Both could tell the difference it made when they stepped onto Ray Nitschke Field for their first practice since last month's rookie orientation.

"It helped us just because some of the mistakes that the guys made on the practice field," said Clark, the Packers' first-round pick.

"He would show us those plays and he would tell us, 'You can't make those mistakes when you come here.' He'd go over every little detail that we needed to know. I think it played a huge part in helping us learn the playbook and getting us on track."

In more than 20 years of coaching in the NFL, Trgovac doesn't remember having any rookies absent due to the quarter system (three years ago, Datone Jones already had graduated from UCLA). Coincidentally, he had two this spring.

Besides trying to get everyone's schedule to line up, the communication was rather easy amongst all parties and gave the two defensive linemen the proper insight to pick up the playbook and perform individual workouts on their own.

While Clark trained at the Bruins' facilities, Lowry was balancing his final three classes with the long-distance orientation to his new job. He'll actually graduate this weekend with an economics degree.

Along with staying current on the team, the phone calls helped Clark and Lowry to get to know each other better. It was an extra benefit for two rookies who could be playing on the same defensive line together for years to come.

"We're roommates at the hotel, so we live together right now," said Lowry, a fourth-round pick. "He's definitely a great football mind and a great technician, so I think we really help each other. We watch film together at the hotel and go over the signals and stuff like that. It's really helpful having him along in the process."

All three had access to their playbooks and film when talking with their coaches. The league permits contact between coaches and players three times per week and no more than two hours between 5 p.m. and 8 p.m. local time.

Stepping on the field for the first time during Tuesday's minicamp practice, players and coaches believed the unorthodox cram sessions made a difference in their preparation.

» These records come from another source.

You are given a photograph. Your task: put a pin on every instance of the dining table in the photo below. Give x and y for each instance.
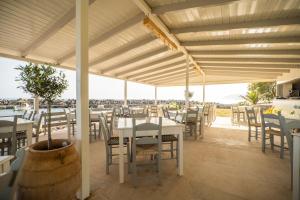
(124, 129)
(22, 125)
(5, 163)
(294, 124)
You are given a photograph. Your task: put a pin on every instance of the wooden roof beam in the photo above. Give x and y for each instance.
(251, 60)
(295, 52)
(54, 28)
(158, 22)
(157, 70)
(249, 65)
(277, 40)
(210, 69)
(188, 5)
(104, 36)
(143, 56)
(123, 49)
(146, 66)
(168, 73)
(239, 25)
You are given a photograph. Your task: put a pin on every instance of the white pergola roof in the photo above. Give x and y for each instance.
(230, 41)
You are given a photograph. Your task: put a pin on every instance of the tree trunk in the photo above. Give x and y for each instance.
(49, 126)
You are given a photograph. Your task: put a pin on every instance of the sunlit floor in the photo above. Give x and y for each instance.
(222, 165)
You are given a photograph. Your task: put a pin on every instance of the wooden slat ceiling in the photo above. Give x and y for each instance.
(230, 40)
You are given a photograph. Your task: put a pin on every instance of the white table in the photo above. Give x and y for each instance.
(135, 110)
(169, 127)
(293, 124)
(5, 163)
(22, 125)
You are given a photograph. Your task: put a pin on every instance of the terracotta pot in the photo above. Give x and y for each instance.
(50, 174)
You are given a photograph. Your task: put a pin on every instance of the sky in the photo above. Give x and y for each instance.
(108, 88)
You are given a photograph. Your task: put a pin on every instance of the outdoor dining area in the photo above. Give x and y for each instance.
(153, 150)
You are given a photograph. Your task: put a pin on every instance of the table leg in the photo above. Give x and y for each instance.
(69, 129)
(180, 166)
(121, 157)
(29, 134)
(296, 168)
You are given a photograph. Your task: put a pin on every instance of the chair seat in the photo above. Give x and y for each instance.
(255, 124)
(168, 138)
(21, 135)
(146, 149)
(115, 141)
(273, 132)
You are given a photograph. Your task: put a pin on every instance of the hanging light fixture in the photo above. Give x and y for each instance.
(159, 33)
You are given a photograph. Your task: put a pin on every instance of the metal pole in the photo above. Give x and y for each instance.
(82, 96)
(187, 82)
(125, 92)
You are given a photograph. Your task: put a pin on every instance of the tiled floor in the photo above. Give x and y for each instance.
(223, 165)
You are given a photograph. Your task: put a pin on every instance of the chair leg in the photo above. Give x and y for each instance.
(128, 158)
(256, 132)
(249, 133)
(281, 147)
(272, 142)
(107, 161)
(172, 150)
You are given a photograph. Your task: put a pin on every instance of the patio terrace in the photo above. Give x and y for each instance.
(222, 165)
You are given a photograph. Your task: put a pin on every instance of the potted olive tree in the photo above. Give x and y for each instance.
(51, 170)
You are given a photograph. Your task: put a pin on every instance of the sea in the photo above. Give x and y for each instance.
(12, 112)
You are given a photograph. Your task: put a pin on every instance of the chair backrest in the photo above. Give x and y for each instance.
(105, 131)
(234, 109)
(139, 115)
(251, 116)
(9, 180)
(206, 109)
(28, 115)
(153, 109)
(273, 121)
(56, 119)
(191, 116)
(166, 113)
(8, 134)
(147, 126)
(37, 120)
(125, 110)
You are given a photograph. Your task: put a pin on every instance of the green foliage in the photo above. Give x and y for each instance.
(261, 91)
(252, 97)
(42, 81)
(265, 90)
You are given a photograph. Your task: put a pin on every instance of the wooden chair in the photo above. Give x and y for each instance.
(153, 111)
(273, 125)
(236, 115)
(125, 111)
(28, 115)
(37, 122)
(191, 119)
(252, 122)
(9, 180)
(166, 113)
(146, 146)
(8, 142)
(206, 113)
(110, 143)
(92, 127)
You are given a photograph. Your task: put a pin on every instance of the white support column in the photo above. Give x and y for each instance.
(125, 92)
(82, 96)
(203, 89)
(36, 104)
(296, 166)
(187, 82)
(155, 94)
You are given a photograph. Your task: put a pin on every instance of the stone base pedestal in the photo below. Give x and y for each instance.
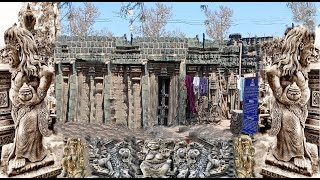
(269, 171)
(6, 135)
(45, 172)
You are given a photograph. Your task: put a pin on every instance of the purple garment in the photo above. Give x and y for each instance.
(203, 86)
(188, 82)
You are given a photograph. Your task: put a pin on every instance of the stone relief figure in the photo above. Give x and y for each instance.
(288, 79)
(73, 162)
(110, 158)
(244, 156)
(180, 159)
(197, 159)
(31, 78)
(121, 160)
(218, 160)
(156, 159)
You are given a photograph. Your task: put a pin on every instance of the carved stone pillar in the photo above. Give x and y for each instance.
(73, 93)
(312, 130)
(107, 93)
(183, 93)
(145, 97)
(58, 90)
(92, 89)
(6, 122)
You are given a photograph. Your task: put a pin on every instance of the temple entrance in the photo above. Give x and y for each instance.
(163, 99)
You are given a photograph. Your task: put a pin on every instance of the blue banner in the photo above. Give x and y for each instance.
(250, 106)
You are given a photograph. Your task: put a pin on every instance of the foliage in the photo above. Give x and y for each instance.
(304, 12)
(218, 22)
(81, 19)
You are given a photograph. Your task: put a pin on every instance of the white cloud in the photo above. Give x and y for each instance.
(9, 16)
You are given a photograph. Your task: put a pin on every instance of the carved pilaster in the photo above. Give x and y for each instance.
(73, 92)
(107, 91)
(92, 98)
(144, 96)
(183, 94)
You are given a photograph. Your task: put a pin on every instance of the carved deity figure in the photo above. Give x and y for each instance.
(196, 160)
(214, 162)
(156, 159)
(123, 158)
(244, 156)
(31, 78)
(288, 79)
(180, 159)
(73, 162)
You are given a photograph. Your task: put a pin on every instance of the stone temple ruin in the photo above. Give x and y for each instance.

"You could tell it wasn't as big a setback that they weren't here and I wasn't allowed to have any contact with them," Trgovac said. "You can tell they studied their playbook, and the sessions that we had with them paid off because they did a nice job assignment-wise."

Murphy is three classes short of getting his degree, whereas Stanford teammate Blake Martinez already had graduated when the Packers drafted him in the fourth round.

Like Trgovac, this was the first time Packers offensive line coach James Campen can recall having a player return to school following rookie orientation.

That never was more evident than the first time Campen tried to talk with Murphy through Skype, a video chat and voice service. A few technical difficulties ensued.

"He kind of had some issues," Murphy smiled. "It took him a solid hour to figure out how to share the screen. Then, he couldn't figure out how to see myself while he shared the screen."

Added Campen: "Him being from Stanford and having all the answers, and here's an O-line ball coach in an office, he helped me through getting the buttons right."

The two eventually figured it out. Campen and assistant line coach David Raih then alternated talking with Murphy every Tuesday, Wednesday and Thursday.

"It was a good experience," Campen said. "He could see what I was seeing and ask questions (about) practice and the playbook. You try to get it as close as you can. Obviously, being here is the best, but that's the way we had to do that for a while."

Certain aspects of the job still require on-field attention. This week is all about getting the rookies comfortable with what's asked of them before training camp begins next month.

Still, the three rookies didn't feel out of place in their first practice with veterans.

"You can only learn so much through reading. I like to talk through things," said Murphy, a sixth-round draft choice. "If you have questions, just reading a list (of plays) sometimes gets a little monotonous. That was a huge advantage or else I would have been way far behind right now, so I'm grateful for that, without a doubt."